To preserve encrypted quantum data for more than 5 seconds, they had to cool the molecular gas to almost absolute zero.
British scientists have created ultra-cold storage that preserves the stability of the qubits that underlie quantum computers. They published an article about their achievement in the journal Nature Physics.
One of the main problems preventing the creation of a reliable quantum computer is decoherence, a physical process that causes fluctuations in the environment to destroy the information recorded in the particles. Employees at the Joint Quantum Center at Durham University have found a way to significantly increase the performance of qubits in ultracold polar molecules, which are used as memory storage.

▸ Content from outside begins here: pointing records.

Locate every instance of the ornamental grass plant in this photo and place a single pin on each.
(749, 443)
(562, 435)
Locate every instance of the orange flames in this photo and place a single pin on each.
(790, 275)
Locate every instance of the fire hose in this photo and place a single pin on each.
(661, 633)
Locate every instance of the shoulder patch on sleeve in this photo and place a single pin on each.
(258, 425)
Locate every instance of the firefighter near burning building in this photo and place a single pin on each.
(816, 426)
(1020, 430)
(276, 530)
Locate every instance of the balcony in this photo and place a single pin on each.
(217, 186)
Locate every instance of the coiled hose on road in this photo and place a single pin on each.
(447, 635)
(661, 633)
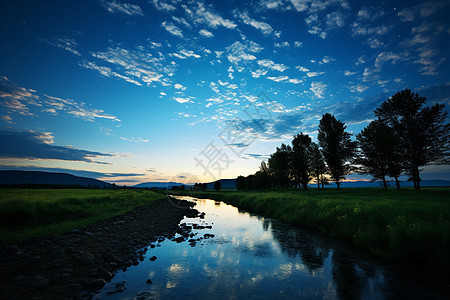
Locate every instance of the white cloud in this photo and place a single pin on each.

They took gaseous molecules of cesium and rubidium atoms, which were cooled to almost absolute zero temperature (-273.15 degrees Celsius). As the authors of the article explained, such chemical elements are well suited for the creation of qubits due to their complex structure with internal vibrations and rotations. As a result, the data in the quantum system managed to keep longer than 5.6 seconds – a time many times longer than was achieved in other systems of this type. At the same time, the qubits “lived” longer than the gas they were in.
During the study, the team measured the coherence of the quantum system (coherence), then encrypted the information in the qubits with microwaves and watched how they behaved. They measured coherence at equal intervals and found that the number of molecules in any state changes perodically, and the amplitude of oscillations decreases when information is lost.
As it turned out, the stability time can be affected by a magnetic field or a polarizing laser that creates optical traps for the molecules. The scientists selected such field parameters that the qubits did not respond to small variations in intensity. The maximum duration was given by laser radiation directed into the magnetic field at an angle of about 55 degrees. Now British scientists are trying to improve optical traps for cooled molecules to use in quantum computers.